According to Peter Boettke we can summarize the history of government intervention in the macroeconomy with a simple flow chart. It explains periods of hyperinflation and the causes of sovereign debt crises. It is relevant for Weimar Germany, Mugabe’s Zimbabwe and most of the Western world as of today. The “old adage” of macroeconomics is as follows:

  1. Governments run permanent budget deficit, which leads to a steadily increasing debt burden.
  2. Unable to fund this through taxation or borrowing, ultimately the government seek to monetize the debt. The inflation that results creates an artificial boom, by pushing interest rates below their natural rate.
  3. When the malinvestment made during the boom becomes evident, there is a bust, and the economy enters a recession.

What about MMT?

According to Modern Monetary Theory (MMT), it’s fashionable to claim that a country that issues their own currency cannot default on its debt. But as Stephen Kirchner points out, they can and they have.

MMT is also invoked to claim that governments can make spending commitments (such as welfare spending) without having to raise taxes. Recollect the three main forms of government finance: (1) taxes; (2) borrowing; and (3) inflation. MMT essentially says that 1 & 2 are only necessary to prevent inflation, and therefore at full employment (i.e. with stable inflation) taxes or borrowing aren’t acting as a constraint on spending. Technically this is true, but I believe that it is an exercise in semantic word games to distinguish between their claim – that “taxes don’t fund the welfare state” – and the fact that taxes are required to offset the inflation that would otherwise be caused by the money printing used to fund the welfare state. (see here).
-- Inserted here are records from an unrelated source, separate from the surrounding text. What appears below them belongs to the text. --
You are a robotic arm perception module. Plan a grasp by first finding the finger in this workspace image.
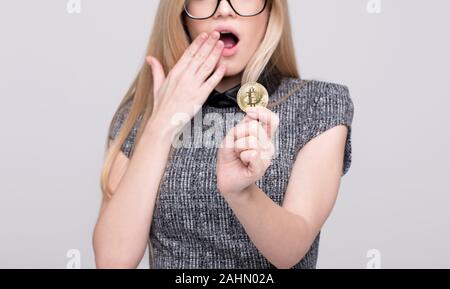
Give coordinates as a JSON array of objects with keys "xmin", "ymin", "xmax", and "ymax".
[
  {"xmin": 198, "ymin": 64, "xmax": 226, "ymax": 97},
  {"xmin": 196, "ymin": 40, "xmax": 224, "ymax": 83},
  {"xmin": 239, "ymin": 150, "xmax": 260, "ymax": 174},
  {"xmin": 247, "ymin": 106, "xmax": 280, "ymax": 139},
  {"xmin": 172, "ymin": 32, "xmax": 208, "ymax": 74},
  {"xmin": 146, "ymin": 56, "xmax": 166, "ymax": 95},
  {"xmin": 187, "ymin": 31, "xmax": 220, "ymax": 73}
]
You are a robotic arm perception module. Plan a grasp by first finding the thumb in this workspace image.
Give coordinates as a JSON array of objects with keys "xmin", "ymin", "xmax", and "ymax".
[{"xmin": 146, "ymin": 56, "xmax": 166, "ymax": 95}]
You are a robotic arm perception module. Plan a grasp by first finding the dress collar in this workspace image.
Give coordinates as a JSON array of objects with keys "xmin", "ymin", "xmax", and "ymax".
[{"xmin": 205, "ymin": 68, "xmax": 282, "ymax": 107}]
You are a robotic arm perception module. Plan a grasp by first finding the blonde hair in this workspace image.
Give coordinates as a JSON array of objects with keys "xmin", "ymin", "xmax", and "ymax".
[{"xmin": 100, "ymin": 0, "xmax": 300, "ymax": 198}]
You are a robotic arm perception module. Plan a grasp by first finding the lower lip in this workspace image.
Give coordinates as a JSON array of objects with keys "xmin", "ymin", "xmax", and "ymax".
[{"xmin": 222, "ymin": 41, "xmax": 240, "ymax": 57}]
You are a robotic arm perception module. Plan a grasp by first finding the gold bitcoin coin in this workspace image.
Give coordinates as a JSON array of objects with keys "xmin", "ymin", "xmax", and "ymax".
[{"xmin": 237, "ymin": 82, "xmax": 269, "ymax": 112}]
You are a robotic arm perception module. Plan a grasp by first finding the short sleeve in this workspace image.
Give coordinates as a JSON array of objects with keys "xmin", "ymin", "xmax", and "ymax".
[
  {"xmin": 302, "ymin": 82, "xmax": 354, "ymax": 176},
  {"xmin": 108, "ymin": 100, "xmax": 141, "ymax": 158}
]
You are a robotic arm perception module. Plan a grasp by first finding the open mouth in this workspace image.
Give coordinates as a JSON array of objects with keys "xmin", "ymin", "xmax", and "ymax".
[{"xmin": 220, "ymin": 31, "xmax": 239, "ymax": 48}]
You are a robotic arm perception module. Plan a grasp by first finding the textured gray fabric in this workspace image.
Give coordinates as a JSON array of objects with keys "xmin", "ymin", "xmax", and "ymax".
[{"xmin": 110, "ymin": 77, "xmax": 354, "ymax": 269}]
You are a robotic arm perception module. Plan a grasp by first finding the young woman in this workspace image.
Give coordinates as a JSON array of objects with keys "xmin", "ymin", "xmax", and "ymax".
[{"xmin": 93, "ymin": 0, "xmax": 353, "ymax": 268}]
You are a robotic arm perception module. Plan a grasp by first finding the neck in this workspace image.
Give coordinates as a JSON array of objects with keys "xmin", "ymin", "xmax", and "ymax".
[{"xmin": 216, "ymin": 72, "xmax": 242, "ymax": 93}]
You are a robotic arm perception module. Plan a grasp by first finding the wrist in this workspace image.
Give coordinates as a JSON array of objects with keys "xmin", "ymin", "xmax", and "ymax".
[{"xmin": 221, "ymin": 183, "xmax": 259, "ymax": 206}]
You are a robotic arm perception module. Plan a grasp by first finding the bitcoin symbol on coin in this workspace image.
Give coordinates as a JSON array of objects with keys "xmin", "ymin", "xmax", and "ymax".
[{"xmin": 237, "ymin": 82, "xmax": 269, "ymax": 112}]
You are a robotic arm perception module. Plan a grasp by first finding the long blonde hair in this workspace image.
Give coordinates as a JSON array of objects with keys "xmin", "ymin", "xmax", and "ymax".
[{"xmin": 100, "ymin": 0, "xmax": 300, "ymax": 198}]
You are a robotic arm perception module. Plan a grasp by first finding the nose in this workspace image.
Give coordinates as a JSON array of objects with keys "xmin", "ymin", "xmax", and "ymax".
[{"xmin": 214, "ymin": 0, "xmax": 236, "ymax": 18}]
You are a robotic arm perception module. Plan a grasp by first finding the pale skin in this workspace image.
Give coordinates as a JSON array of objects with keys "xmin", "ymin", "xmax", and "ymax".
[{"xmin": 93, "ymin": 1, "xmax": 348, "ymax": 268}]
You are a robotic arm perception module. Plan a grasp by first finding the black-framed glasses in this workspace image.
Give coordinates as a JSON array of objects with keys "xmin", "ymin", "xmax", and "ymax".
[{"xmin": 184, "ymin": 0, "xmax": 267, "ymax": 20}]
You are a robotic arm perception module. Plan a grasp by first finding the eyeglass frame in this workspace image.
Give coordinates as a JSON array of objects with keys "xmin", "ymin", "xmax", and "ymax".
[{"xmin": 183, "ymin": 0, "xmax": 267, "ymax": 20}]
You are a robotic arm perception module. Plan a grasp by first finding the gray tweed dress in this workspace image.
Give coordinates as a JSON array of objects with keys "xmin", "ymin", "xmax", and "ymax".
[{"xmin": 109, "ymin": 77, "xmax": 354, "ymax": 269}]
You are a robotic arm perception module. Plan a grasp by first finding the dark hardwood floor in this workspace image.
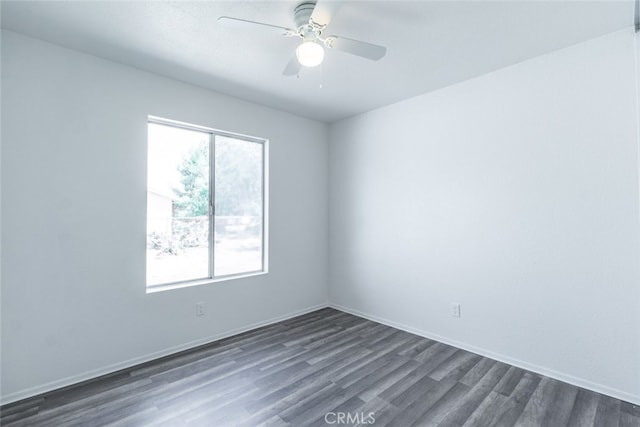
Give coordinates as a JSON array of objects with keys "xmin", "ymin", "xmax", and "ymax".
[{"xmin": 0, "ymin": 309, "xmax": 640, "ymax": 427}]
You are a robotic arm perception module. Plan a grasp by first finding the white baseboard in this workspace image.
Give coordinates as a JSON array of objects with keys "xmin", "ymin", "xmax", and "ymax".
[
  {"xmin": 329, "ymin": 303, "xmax": 640, "ymax": 405},
  {"xmin": 0, "ymin": 303, "xmax": 329, "ymax": 405}
]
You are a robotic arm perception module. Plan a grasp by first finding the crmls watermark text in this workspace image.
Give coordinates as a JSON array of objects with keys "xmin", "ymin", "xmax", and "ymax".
[{"xmin": 324, "ymin": 412, "xmax": 376, "ymax": 424}]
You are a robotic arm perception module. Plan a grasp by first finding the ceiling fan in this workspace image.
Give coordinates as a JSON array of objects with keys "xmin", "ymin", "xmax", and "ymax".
[{"xmin": 218, "ymin": 1, "xmax": 387, "ymax": 76}]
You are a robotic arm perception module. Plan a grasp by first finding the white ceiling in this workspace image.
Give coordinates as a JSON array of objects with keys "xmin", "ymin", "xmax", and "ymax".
[{"xmin": 1, "ymin": 0, "xmax": 633, "ymax": 122}]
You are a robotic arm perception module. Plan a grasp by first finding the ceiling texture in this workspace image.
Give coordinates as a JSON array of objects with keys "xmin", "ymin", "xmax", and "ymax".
[{"xmin": 1, "ymin": 0, "xmax": 634, "ymax": 122}]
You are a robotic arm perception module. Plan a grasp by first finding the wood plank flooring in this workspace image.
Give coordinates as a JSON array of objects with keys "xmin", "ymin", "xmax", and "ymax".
[{"xmin": 0, "ymin": 309, "xmax": 640, "ymax": 427}]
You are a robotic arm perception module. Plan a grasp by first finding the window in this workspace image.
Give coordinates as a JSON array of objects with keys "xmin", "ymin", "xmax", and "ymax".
[{"xmin": 147, "ymin": 118, "xmax": 267, "ymax": 288}]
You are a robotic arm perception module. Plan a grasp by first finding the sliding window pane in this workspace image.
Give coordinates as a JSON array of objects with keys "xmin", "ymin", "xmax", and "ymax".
[
  {"xmin": 214, "ymin": 136, "xmax": 264, "ymax": 276},
  {"xmin": 147, "ymin": 123, "xmax": 211, "ymax": 286}
]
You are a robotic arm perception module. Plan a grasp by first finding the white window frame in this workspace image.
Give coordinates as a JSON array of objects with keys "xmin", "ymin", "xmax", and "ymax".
[{"xmin": 145, "ymin": 116, "xmax": 269, "ymax": 293}]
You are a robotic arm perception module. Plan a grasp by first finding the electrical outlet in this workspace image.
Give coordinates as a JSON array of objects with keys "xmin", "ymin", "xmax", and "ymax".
[
  {"xmin": 451, "ymin": 302, "xmax": 460, "ymax": 317},
  {"xmin": 196, "ymin": 302, "xmax": 204, "ymax": 316}
]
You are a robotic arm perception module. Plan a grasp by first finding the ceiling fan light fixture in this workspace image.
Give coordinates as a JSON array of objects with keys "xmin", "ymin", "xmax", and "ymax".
[{"xmin": 296, "ymin": 41, "xmax": 324, "ymax": 67}]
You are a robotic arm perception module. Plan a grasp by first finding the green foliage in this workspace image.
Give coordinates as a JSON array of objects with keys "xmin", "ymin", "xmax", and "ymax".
[
  {"xmin": 174, "ymin": 138, "xmax": 262, "ymax": 221},
  {"xmin": 173, "ymin": 144, "xmax": 209, "ymax": 217}
]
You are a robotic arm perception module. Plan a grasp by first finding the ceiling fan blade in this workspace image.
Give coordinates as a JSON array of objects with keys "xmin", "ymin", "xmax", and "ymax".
[
  {"xmin": 310, "ymin": 0, "xmax": 342, "ymax": 27},
  {"xmin": 325, "ymin": 36, "xmax": 387, "ymax": 61},
  {"xmin": 218, "ymin": 16, "xmax": 297, "ymax": 36},
  {"xmin": 282, "ymin": 53, "xmax": 302, "ymax": 76}
]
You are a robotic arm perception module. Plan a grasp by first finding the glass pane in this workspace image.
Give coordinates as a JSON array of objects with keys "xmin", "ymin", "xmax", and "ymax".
[
  {"xmin": 147, "ymin": 123, "xmax": 210, "ymax": 286},
  {"xmin": 213, "ymin": 136, "xmax": 263, "ymax": 276}
]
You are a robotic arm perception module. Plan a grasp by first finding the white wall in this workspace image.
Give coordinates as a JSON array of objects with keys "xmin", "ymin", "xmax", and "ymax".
[
  {"xmin": 2, "ymin": 32, "xmax": 328, "ymax": 402},
  {"xmin": 329, "ymin": 30, "xmax": 640, "ymax": 402}
]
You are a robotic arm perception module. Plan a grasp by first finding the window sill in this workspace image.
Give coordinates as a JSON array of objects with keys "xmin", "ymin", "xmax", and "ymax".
[{"xmin": 147, "ymin": 271, "xmax": 267, "ymax": 294}]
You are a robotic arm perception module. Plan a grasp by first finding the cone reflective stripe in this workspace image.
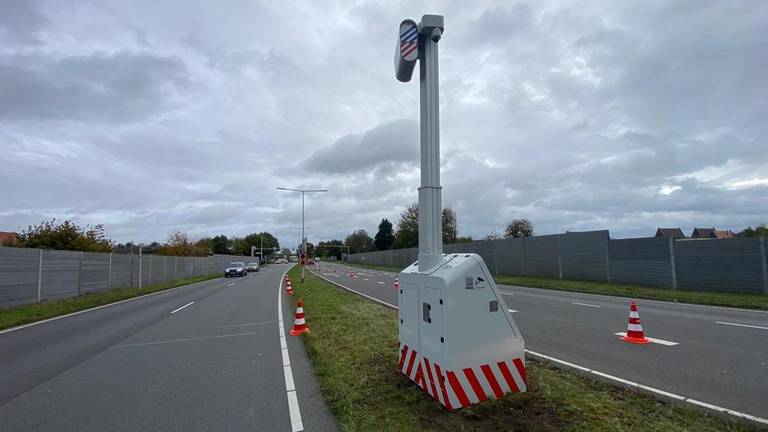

Ultimately the achilles heel of MMT is real resource constraints. The problem with public finance has never been a shortage of cash, but the scarcity of the real factors of production. Printing money can bid those resources away from the private sector, but cannot create more of them.

Martin Wolf (2023, p. 244) points out three principle dangers of MMT:
1. We can’t expect policymakers to know in advance when inflation will “bite” – it’s naive to expect them to understand the size of the output gap
2. Risk of losing control over the monetary system – the creation of money will have increased reserves which are likely to enter the real economy during any boom phase
3. Flight of money into goods, services and assets will generate bubbles

In 2022 the New York Times wrote an article about MMT called “Time for a Victory Lap*“. Many reputable economic policymakers expressed frustration for taking those ideas so seriously (e.g. Larry Summers) but I’d recommend Noah Smith’s article, “The NYT article on MMT is really bad“. An important point that he makes is that the piece is really a profile of Stephanie Kelton, demonstrating the link between appeals to authority rather than analytical precision. Having attempted to take MMT seriously, my conclusion is that it’s a movement, not a meaningful economic concept.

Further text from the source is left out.